Point of view Mon
Passaram-se quase um mês e nesse tempo pouca coisa mudou. O mundo ainda permanecia o mesmo caos, minha vida ainda era voltada em perder as madrugadas trabalhando no bar, mas havia algo diferente naquelas madrugadas. Uma presença em especial que me tirava do tédio e daquela solidão.
Todas as noites, de segunda a segunda, pontualmente às 3 horas da manhã, ela adentrava as portas do bar, sentava e retirava de dentro da bolsa um livro; lia algumas páginas e logo depois o fechava, tomávamos café e ela começava a me contar sobre seu dia. Dialogávamos como se nos conhecêssemos intimamente, o mais curioso é que eu sequer sabia seu nome.
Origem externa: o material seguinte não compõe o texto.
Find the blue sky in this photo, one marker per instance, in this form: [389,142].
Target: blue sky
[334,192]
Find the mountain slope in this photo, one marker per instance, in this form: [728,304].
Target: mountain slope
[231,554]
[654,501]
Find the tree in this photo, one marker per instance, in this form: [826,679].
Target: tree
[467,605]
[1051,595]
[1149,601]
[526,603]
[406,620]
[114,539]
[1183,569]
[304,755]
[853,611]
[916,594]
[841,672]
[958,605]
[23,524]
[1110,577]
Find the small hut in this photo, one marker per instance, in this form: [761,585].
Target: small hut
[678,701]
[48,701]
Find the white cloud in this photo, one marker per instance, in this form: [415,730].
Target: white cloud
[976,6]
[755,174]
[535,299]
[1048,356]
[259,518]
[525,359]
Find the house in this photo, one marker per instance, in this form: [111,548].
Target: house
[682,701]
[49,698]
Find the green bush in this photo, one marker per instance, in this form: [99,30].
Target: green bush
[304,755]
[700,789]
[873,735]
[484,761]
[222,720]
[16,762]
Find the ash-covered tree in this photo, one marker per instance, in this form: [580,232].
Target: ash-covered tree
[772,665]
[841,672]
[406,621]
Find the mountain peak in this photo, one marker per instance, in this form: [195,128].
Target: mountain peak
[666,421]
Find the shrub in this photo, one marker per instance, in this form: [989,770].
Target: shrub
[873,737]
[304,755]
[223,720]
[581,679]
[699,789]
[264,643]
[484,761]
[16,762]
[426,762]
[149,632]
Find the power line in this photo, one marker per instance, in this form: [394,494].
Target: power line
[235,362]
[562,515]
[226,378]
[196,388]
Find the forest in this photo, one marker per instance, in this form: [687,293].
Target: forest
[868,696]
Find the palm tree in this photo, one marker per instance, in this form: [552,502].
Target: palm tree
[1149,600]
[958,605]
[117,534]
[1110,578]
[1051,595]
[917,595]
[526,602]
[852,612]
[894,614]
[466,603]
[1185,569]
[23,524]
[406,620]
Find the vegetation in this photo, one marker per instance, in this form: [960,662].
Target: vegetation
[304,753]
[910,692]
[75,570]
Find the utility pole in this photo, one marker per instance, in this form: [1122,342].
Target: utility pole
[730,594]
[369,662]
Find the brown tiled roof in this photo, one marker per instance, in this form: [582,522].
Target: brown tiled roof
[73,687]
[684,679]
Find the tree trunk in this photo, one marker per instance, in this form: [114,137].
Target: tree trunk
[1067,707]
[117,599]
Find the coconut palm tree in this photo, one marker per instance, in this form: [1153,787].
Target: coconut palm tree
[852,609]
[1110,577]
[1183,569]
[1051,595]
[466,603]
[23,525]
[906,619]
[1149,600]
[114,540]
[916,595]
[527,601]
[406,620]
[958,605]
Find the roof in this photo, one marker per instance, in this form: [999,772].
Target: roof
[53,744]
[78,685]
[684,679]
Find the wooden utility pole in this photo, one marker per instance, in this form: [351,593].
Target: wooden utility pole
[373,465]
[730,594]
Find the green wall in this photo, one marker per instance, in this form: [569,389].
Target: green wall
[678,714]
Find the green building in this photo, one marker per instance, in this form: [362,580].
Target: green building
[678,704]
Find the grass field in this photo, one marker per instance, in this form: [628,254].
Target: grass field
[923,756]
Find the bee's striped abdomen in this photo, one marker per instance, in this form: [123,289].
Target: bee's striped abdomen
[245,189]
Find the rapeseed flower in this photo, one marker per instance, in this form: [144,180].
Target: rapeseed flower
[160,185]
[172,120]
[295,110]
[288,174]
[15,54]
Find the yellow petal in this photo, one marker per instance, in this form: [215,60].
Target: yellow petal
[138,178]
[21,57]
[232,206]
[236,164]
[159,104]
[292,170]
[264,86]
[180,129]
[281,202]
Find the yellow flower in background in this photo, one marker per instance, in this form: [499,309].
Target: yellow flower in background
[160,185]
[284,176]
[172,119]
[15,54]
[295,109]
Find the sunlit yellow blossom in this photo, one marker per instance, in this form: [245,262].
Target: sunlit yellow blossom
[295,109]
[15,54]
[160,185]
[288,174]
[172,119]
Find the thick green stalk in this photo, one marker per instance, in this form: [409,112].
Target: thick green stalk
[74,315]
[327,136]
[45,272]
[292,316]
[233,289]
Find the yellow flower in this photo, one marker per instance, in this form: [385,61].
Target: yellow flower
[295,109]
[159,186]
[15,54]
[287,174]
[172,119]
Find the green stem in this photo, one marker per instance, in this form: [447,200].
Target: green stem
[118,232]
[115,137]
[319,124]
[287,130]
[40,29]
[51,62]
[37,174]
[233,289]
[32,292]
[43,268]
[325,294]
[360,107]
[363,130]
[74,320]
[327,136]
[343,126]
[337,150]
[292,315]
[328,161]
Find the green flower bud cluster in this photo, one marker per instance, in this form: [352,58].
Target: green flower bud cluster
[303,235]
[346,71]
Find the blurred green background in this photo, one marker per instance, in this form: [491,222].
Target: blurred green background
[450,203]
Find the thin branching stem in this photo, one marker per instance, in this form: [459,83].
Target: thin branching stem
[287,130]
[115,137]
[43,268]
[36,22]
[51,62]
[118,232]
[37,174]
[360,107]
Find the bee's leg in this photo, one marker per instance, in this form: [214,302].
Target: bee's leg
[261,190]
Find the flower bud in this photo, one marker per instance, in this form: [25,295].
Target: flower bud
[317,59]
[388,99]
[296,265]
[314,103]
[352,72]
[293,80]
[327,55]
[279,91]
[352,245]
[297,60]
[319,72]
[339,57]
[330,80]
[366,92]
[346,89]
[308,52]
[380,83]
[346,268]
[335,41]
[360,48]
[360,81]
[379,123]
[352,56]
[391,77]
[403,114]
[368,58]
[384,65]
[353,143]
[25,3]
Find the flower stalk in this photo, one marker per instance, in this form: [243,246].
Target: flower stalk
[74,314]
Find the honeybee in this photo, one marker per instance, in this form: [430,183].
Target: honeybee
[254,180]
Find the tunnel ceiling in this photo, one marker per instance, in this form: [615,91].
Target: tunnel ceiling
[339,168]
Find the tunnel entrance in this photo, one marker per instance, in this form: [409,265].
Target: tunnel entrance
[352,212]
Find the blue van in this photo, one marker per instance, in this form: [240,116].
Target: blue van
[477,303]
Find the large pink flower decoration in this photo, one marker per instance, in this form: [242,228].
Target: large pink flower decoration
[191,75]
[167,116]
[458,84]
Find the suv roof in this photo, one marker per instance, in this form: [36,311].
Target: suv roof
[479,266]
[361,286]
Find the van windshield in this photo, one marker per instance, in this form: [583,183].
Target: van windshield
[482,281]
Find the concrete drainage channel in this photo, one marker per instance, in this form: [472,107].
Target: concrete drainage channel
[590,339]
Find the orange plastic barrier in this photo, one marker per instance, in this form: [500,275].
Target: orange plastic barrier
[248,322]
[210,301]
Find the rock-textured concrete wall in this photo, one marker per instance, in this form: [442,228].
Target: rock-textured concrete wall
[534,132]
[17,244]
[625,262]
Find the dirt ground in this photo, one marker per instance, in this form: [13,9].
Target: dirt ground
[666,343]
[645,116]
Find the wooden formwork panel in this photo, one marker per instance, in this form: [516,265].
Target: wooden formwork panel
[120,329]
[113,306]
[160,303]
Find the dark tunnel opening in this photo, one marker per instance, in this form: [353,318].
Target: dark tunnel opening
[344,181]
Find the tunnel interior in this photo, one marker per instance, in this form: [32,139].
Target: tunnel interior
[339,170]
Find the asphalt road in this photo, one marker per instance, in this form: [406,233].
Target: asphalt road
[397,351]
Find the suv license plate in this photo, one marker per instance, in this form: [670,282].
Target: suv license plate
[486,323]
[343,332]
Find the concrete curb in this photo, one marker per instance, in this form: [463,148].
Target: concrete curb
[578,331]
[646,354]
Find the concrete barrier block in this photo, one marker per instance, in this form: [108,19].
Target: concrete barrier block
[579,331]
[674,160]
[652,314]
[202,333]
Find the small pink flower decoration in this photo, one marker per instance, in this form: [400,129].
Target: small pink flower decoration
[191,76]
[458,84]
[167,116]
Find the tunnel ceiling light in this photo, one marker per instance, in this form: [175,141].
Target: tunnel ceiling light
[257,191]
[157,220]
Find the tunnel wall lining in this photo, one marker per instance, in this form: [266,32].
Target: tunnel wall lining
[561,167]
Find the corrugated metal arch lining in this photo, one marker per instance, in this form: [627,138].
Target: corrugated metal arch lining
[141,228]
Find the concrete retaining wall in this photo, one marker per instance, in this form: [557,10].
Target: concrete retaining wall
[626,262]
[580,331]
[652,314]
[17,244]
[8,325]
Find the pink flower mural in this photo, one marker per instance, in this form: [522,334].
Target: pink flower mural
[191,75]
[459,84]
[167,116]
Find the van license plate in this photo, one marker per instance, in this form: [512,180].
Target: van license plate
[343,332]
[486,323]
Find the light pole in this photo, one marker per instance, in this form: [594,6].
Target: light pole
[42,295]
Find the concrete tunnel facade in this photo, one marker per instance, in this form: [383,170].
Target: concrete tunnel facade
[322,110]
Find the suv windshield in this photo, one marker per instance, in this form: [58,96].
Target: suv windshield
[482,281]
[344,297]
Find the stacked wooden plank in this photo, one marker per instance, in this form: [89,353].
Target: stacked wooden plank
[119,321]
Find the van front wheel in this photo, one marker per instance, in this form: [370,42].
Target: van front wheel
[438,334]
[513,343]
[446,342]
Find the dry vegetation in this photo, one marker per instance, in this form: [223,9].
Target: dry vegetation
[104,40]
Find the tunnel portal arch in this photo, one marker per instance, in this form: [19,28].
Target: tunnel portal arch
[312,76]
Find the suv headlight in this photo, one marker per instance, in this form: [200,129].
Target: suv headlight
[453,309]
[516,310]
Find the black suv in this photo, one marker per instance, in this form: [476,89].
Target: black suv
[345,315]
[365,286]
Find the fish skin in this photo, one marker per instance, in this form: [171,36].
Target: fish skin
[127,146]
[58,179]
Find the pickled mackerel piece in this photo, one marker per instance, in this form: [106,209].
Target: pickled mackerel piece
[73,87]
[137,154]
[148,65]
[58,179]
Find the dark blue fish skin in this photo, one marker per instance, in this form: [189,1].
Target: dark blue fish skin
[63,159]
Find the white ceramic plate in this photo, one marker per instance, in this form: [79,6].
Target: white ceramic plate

- Café? – Ofereci em voz baixa, para que ela, que estava sentada de frente para mim, não se assustasse, pois estava perdida em sua leitura.
- Oh, sim, por favor... – Aquela voz que por meus ouvidos já era conhecida, saiu feito um sussurro cansado.
Enchi uma xícara de porcelana com o líquido fervente e delicadamente a deslizei pelo balcão até que chegasse perto de suas mãos, que agora estavam entrelaçadas em cima do tampo. Ela desviou o olhar que fixava as tragédias do noticiário da madrugada e voltou-se a olhar a fumaça que esvoaçava da xícara.
Era uma madrugada estranhamente quente, aquele bar não servia café, mas eu adorava ouvir suas histórias, então, toda noite eu passava um café preto e amargo e aguardava ansiosamente por ouvir seus contos.
Ela bebeu um pouco do líquido ainda fervente e pousou novamente a xícara sobre o balcão. Tirou um maço de cigarros do bolso de seu sobretudo de camurça preto, prendeu um cigarro entre os dedos indicador e médio, e o acendeu, puxou com força a primeira tragada e soltando a fumaça, disse:
- As mulheres mais cruéis do mundo sempre batem à minha porta. – Sua observação vaza e retoria, saiu numa exacerbada calmaria de seus lábios.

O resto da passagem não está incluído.